No. 18196 | Wash. | Feb 15, 1924

Main, C. J.

The purpose of this action was to recover for the breach of an alleged express warranty in the sale of a second-hand donkey engine and boiler. The trial resulted in a judgment dismissing the action, from which the plaintiffs appeal.

The respondent, the Markey Machinery Company, is engaged in the machinery business in Seattle. The appellant Yakima Paving Company is engaged in road building in the eastern part of the state and, prior to the date of the purchase of the rig in question, had a contract with the state for the construction of a part of what is known as the Inland Empire Highway, between Waitsburg and Walla Walla. It had installed equipment in a gravel pit near Huntsville for the purpose of getting out sand and gravel, and when this equipment was sought to be operated it was found that the engine and boiler would not perform the work and it would be necessary to procure a new engine and *434boiler to properly equip the plant. The appellant thereupon caused one Stanley T. Scott, a machinery salesman in Seattle, to find out if it was possible to secure a suitable second-hand rig. Scott interviewed, among others, the respondent and looked over an engine and boiler which that company had for sale. A few days later he again appeared with one E. Neary, the foreman of the gravel pit, and they again inspected the rig. Subsequent to this, Scott caused the Hartford Steam Boiler Inspection & Insurance Company, a recognized authority for such purposes, to make an inspection of the engine and boiler. After this inspection was made, the report thereof suggested certain improvements and repairs, and these were made by the respondent. The engine and boiler were sold to the paving company for the sum of $1,850, and on May 15, 1922, were shipped from Seattle, and were fully paid for on May 16th, the following day. About a week later, and on May 22,1922, Scott again appeared at the respondent’s place of business and requested C. H. Markey, the president and manager of that company, to sign a bill of sale, which was done. When the engine and boiler arrived at their destination and were placed in the gravel pit they failed for some reason to perform the work which the paving company thought they should perform, and that company, claiming that the machinery had been purchased under an express warranty that it was suitable for the purpose for which it was intended and was in first-class condition, in time brought this action for damages, as above indicated.

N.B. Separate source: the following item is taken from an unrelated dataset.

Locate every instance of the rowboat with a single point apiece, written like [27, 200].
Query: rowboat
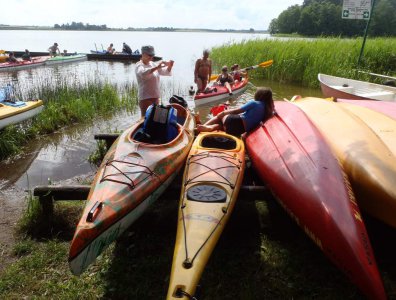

There is little in this case but questions of fact. The primary question is whether the rig was sold with an express warranty on the part of the machinery company that it was in first-class condition. The evidence upon this question is conflicting, Scott testifying that it was the understanding at all times between him and *435Markey that there was such express warranty, and Markey testifying that there was no such express warranty. The trial court found:

“That there was no concealment on the part of the defendant, nor did the defendant represent that the rig would be suitable for defendant’s (plaintiff’s) work; that both parties knew and understood that the machinery was second-hand, and defendant’s representations did not go beyond stating that it had replaced worn parts and put the engine and boiler in good condition.”

Under the evidence, it seems that the trial court was clearly right in finding that the rig was in good condition, that there was no express warranty, and that the purchase was made in reliance upon the inspections made, or caused to be made, by the paving company. In the bill of sale, which was made approximately a week after the entire transaction was closed and the rig paid for, there is a recital that “it is in first class condition.” To support this bill of sale no new consideration passed. As to the reason for its being given, the testimony is in dispute. It was taken in the name of Mrs. A. F. Savage, who apparently had advanced money to the paving company. The fact that it is recited in the bill of sale that the rig was in first-class condition does not furnish a basis of liability. Scott testifies that it was given in pursuance of the understanding at the time the rig was purchased, but this Markey denies, and the trial court found that it was not intended to be a contract between the respondent and the paving company, but that such instrument was given for the purpose of furnishing security to Mrs. Savage. We think the evidence shows that the engine and boiler were in good condition at the time and were reasonably worth the price paid therefor, as found by the trial court. It was also found by the trial court *436that the reason that the rig failed to perforin the work which was required of it was on account of the manner in which it was operated when it was first placed in the pit; but it seems unnecessary to pursue this question, as the record makes it clear that there was no express warranty, but that the purchase was made upon the inspection by representatives of the paving company.

The judgment will be affirmed.

. Fullerton, Mitchell, Pemberton, and Bridges, JJ., concur.